Similar to the defensive line, the linebacking corps is one part good, one part bad. The inside linebacker position is set with David Hawthorne and Curtis Lofton going forward, but the Saints cannot go into the season with Will Smith and Jonathan Vilma at outside linebacker. OLB Martez Wilson and Junior Galette are well suited to play outside in this defense, but that position still needs a game changer on the edge. The team must add an OLB early in the draft and then target inside linebacker depth in the later rounds.
All three potential first rounders could be gone, which has to be the worst-case scenario for the Saints on draft weekend. Jarvis Jones' neck issues are well documented, but most teams have deemed it to be a non-issue.
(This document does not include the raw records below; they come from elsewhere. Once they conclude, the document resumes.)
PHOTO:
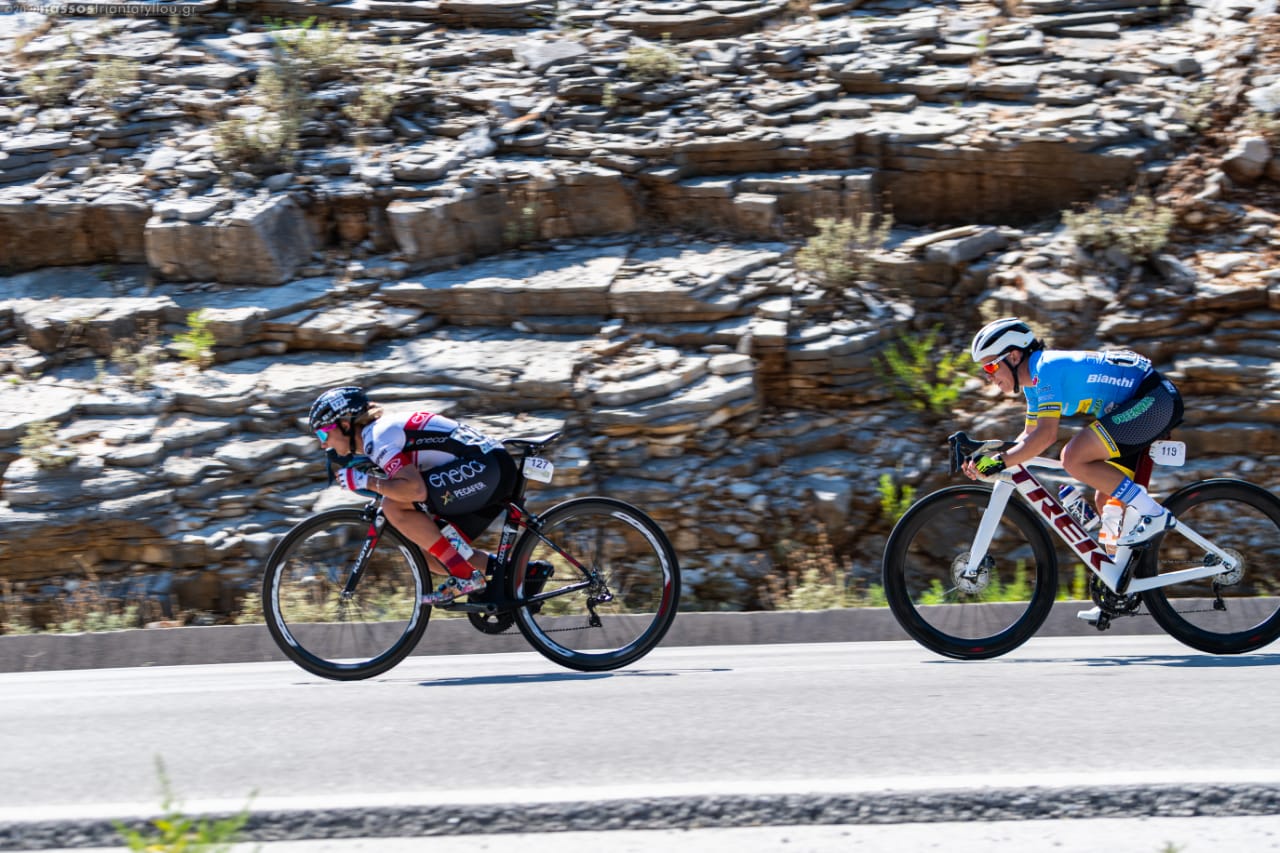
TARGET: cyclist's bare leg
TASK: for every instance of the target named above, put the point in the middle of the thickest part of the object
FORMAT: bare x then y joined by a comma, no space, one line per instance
421,530
1086,457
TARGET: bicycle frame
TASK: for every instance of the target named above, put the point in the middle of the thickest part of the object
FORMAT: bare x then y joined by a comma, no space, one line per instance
515,519
1114,571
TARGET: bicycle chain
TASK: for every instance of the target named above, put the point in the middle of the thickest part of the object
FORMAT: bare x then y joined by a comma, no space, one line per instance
1198,610
553,630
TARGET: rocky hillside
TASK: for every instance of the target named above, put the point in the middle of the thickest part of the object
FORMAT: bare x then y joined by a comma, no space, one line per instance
585,217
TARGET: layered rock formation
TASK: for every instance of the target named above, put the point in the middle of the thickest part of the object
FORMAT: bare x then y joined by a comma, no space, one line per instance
584,217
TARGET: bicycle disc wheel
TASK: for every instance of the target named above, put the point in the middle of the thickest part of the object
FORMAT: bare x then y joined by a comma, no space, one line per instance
970,619
621,583
328,632
1243,520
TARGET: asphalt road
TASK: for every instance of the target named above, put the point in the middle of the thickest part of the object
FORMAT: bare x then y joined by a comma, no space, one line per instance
855,733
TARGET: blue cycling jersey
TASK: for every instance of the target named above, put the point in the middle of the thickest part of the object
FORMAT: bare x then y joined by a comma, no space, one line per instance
1066,383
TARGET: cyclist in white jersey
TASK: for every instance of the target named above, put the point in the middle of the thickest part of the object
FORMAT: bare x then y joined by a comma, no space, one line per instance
1132,405
423,464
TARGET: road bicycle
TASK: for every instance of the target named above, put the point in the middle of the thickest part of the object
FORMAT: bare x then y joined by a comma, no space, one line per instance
592,583
972,574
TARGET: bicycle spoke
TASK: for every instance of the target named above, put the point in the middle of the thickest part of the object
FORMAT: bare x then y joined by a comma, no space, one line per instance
629,594
329,625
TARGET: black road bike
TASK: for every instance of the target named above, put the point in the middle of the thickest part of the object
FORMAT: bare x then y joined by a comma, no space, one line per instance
592,583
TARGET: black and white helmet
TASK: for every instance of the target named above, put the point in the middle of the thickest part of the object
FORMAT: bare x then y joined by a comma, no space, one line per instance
999,336
338,404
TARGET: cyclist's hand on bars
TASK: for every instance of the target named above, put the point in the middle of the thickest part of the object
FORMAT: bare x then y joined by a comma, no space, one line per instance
988,465
353,480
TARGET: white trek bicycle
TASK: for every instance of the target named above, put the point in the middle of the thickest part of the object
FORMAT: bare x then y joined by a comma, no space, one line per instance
970,573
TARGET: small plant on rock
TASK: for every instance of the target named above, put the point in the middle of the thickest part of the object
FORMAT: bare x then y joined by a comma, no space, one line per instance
1137,228
652,63
112,81
51,83
895,500
40,443
928,381
840,252
196,345
177,833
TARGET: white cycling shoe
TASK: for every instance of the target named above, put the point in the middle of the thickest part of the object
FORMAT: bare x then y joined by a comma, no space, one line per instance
1091,615
1147,528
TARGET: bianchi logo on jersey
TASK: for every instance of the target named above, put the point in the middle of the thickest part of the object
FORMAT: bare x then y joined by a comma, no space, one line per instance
1104,379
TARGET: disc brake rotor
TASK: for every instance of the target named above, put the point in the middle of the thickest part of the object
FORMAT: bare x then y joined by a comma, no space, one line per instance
976,584
1232,576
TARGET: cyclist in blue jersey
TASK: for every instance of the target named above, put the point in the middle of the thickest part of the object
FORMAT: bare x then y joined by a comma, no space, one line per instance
1129,401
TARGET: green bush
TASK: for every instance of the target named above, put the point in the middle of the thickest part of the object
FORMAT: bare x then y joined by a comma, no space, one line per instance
927,381
840,252
895,500
652,64
40,445
177,833
196,345
1138,228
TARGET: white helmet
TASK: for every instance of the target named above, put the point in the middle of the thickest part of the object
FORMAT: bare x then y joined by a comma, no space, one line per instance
999,336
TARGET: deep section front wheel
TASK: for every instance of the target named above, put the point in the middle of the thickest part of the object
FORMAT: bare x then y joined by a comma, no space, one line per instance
612,591
329,625
982,616
1239,609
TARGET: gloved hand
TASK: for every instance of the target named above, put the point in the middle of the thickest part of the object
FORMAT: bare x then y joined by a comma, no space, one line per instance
353,480
988,465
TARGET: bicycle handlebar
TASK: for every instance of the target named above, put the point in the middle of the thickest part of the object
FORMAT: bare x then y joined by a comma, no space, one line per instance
964,447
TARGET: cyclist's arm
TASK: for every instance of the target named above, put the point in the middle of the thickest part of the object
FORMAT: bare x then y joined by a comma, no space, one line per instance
1033,442
405,486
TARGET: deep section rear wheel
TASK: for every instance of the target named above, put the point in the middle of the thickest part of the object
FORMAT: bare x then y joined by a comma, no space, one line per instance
613,587
1234,611
324,628
969,617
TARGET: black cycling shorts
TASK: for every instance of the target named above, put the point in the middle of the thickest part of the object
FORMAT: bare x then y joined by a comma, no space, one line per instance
470,491
1129,429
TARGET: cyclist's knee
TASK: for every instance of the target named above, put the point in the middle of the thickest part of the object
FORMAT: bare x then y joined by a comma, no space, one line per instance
1083,450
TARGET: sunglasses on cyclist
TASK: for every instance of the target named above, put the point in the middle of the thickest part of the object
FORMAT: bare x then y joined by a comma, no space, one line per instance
992,366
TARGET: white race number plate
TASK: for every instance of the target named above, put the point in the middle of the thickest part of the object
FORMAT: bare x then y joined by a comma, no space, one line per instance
1169,454
539,469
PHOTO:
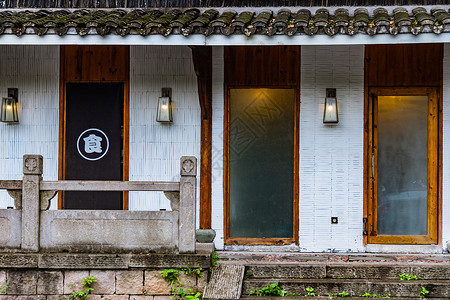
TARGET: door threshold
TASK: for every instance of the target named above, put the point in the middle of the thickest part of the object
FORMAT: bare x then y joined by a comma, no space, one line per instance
263,248
388,248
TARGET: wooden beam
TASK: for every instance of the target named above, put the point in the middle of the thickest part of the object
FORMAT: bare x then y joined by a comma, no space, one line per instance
79,185
202,57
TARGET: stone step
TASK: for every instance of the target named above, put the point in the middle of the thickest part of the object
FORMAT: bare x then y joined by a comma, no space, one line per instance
324,298
429,271
355,287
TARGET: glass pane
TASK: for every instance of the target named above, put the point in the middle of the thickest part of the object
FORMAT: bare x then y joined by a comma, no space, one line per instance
402,165
261,163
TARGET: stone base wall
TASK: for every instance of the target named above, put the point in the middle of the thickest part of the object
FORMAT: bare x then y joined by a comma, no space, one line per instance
111,284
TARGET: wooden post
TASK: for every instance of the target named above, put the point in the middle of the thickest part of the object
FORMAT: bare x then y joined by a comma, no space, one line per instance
32,176
202,57
186,229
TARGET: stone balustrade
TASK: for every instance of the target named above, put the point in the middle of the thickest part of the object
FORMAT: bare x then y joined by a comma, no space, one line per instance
31,227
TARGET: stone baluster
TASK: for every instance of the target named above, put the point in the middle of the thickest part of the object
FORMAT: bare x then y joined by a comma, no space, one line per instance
32,176
186,232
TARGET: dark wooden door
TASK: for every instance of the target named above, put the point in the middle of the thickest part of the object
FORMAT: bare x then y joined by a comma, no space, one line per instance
94,142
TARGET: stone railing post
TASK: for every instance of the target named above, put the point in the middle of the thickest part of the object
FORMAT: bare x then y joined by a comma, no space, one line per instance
186,232
32,176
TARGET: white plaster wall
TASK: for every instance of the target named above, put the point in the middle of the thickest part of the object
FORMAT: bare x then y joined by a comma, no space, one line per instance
34,70
446,149
331,156
217,147
156,148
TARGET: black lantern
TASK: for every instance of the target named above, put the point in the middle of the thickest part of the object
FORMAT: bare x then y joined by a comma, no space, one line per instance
9,109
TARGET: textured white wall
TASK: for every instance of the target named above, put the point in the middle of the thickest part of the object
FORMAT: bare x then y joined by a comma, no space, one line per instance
217,147
331,156
446,148
156,148
34,70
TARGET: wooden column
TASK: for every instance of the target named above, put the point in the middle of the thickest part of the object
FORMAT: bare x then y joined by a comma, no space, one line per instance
202,57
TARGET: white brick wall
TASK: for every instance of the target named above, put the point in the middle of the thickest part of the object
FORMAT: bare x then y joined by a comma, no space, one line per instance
331,156
446,148
34,70
156,148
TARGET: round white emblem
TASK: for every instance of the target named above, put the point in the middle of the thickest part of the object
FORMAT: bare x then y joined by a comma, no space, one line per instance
92,144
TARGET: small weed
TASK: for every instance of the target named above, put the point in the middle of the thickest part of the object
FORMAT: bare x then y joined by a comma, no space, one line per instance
171,276
187,294
343,294
87,282
248,274
214,259
197,272
272,289
407,277
3,288
310,292
424,292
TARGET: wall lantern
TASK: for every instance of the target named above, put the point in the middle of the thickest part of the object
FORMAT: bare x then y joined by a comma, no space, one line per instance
164,110
9,113
330,110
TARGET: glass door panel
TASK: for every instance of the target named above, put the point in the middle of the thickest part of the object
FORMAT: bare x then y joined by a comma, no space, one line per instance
402,165
261,163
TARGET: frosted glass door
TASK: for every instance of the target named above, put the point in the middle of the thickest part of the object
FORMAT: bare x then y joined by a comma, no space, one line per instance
261,163
402,165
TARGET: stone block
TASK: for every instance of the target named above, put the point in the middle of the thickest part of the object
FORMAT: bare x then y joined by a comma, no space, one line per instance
56,297
155,284
12,260
32,297
106,282
130,282
139,231
22,282
135,297
73,280
50,283
202,281
114,297
82,261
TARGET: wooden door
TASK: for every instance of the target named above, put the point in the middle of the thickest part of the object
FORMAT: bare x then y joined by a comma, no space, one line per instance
94,142
403,165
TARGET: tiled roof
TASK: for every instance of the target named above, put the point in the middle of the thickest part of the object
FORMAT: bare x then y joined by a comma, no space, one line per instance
207,22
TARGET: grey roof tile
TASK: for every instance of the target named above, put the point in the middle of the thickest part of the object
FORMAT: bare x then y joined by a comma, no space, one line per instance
211,21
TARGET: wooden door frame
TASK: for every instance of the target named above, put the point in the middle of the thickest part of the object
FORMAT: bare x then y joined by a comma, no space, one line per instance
226,177
62,123
434,170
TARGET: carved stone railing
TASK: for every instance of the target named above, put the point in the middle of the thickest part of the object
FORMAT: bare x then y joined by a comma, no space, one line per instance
32,227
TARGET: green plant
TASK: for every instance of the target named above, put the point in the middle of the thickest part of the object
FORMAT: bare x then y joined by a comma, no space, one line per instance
214,259
87,282
424,292
187,294
193,271
344,294
310,292
248,274
171,276
407,277
3,288
272,289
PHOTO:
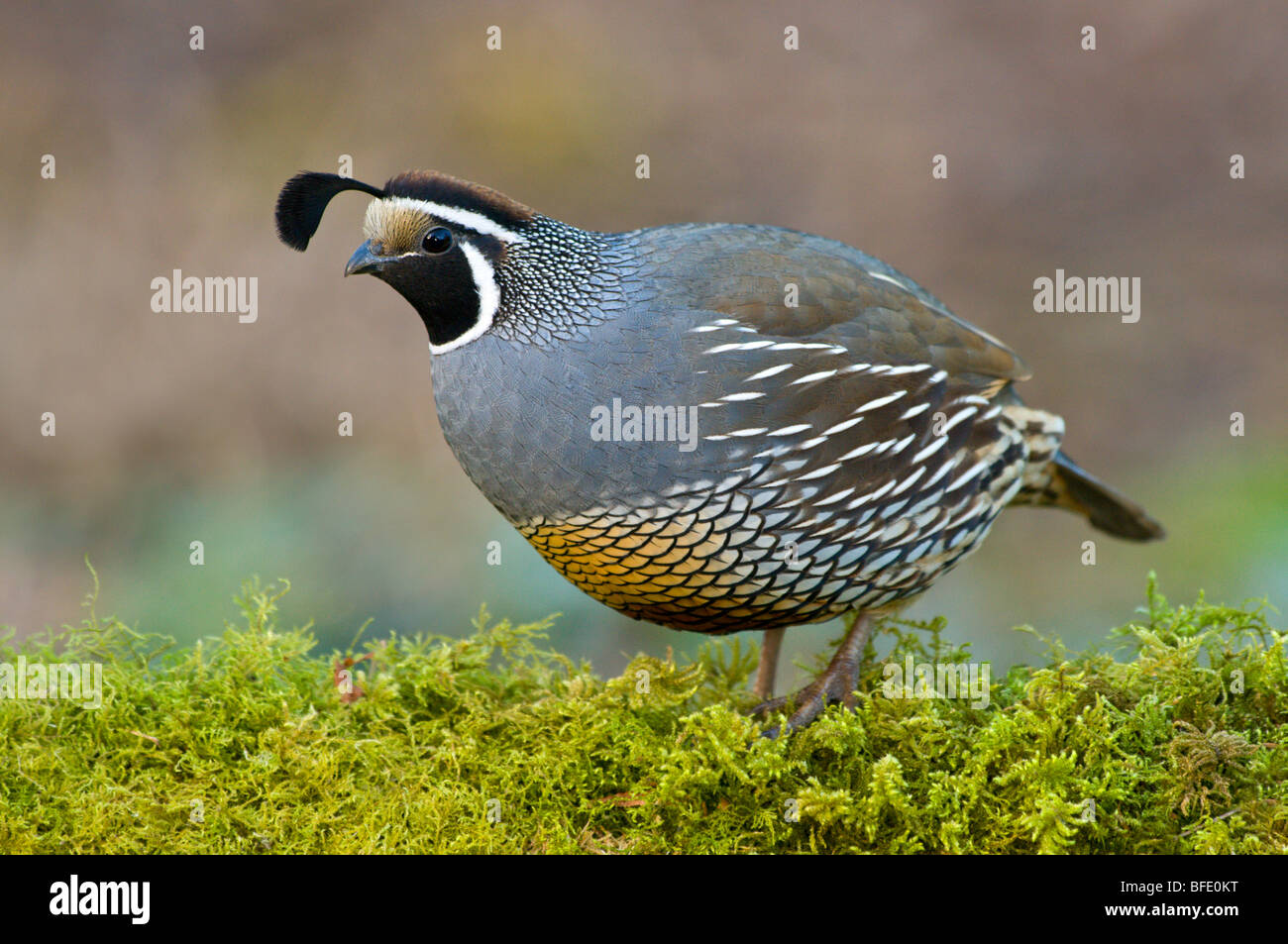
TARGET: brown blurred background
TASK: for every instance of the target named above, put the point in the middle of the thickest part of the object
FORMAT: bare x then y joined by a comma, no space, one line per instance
172,428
Still, Jones didn't work out at the combine, which may force teams to shy away. Berkevious Mingo has unmatched speed, but he's raw, as is Ansah, who has only played football since 2010. That said, it's not every day a team has the opportunity to mold a guy with Ansah's God-given gifts.
The secondary isn't in any better shape than either of the two other units on the field. S Roman Harper is a liability and needs to be replaced, but Malcolm Jenkins wasn't much better next to him. At cornerback, it's not that much better, and the question will be whether Jabari Greer, Patrick Robinson and Corey White will fit into Ryan's scheme in Year 1. Expect the Saints to highlight the secondary, perhaps as early as the first round.
The Saints don't have a second-round selection, but if all the edge rushers are off the board at No. 15, trading down to accumulate picks makes sense. Now, it takes two to tango, but No. 15 is a strong trade possibility to find a player that has fallen down the board. Ryan may bang the table for a press man corner like Rhodes before that trade happens. To win this division, the Saints are going to have to stop Atlanta and WR Julio Jones. Xavier Rhodes is the only player with the size and strength to frustrate him in the future.